I lose track of time.


----------



## ferny (Jan 30, 2008)

Are people with b&w avatars the only ones allowed to post in here?


----------



## Alex_B (Jan 30, 2008)

that and you have to be male!


----------



## spiffybeth (Jan 30, 2008)

i defy the rules...well partially...


----------



## ferny (Jan 30, 2008)

Alex will be taking you to one side for verification.


----------



## spiffybeth (Jan 30, 2008)

verification!?!?!?!?!?!?!?!?

oh boy!


----------



## mstephens (Jan 30, 2008)

im confused ferny, verification of what?


----------



## spiffybeth (Jan 30, 2008)

of my female parts!


----------



## ferny (Jan 30, 2008)

To see if she's really a she.


----------



## spiffybeth (Jan 30, 2008)

...or my black and white avatar...


----------



## mstephens (Jan 30, 2008)

what do you all have againsed a color avatar


----------



## spiffybeth (Jan 30, 2008)

what do YOU have against black and white?


----------



## ferny (Jan 30, 2008)

He has that German efficiency thing going on as well. He won't keep you long. And he appears to like his hair stroked. Keep that in mind. :mrgreen:


----------



## mstephens (Jan 30, 2008)

nothing i just prefer color (im not racist)


----------



## Trenton Romulox (Jan 30, 2008)

Colored avatards, I mean, avatars, are lame. 

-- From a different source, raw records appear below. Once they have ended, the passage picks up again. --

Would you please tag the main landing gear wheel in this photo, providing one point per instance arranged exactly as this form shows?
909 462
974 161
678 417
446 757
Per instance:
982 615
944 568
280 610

Black and white avatars are awesome.

But at least the dog has sunglasses.


----------



## spiffybeth (Jan 30, 2008)

have you stroked him, ferny?


----------



## Alex_B (Jan 30, 2008)

i will do some verification ... i am quite good at that.


----------



## Tangerini (Jan 30, 2008)

Does that mean I must be a kitty?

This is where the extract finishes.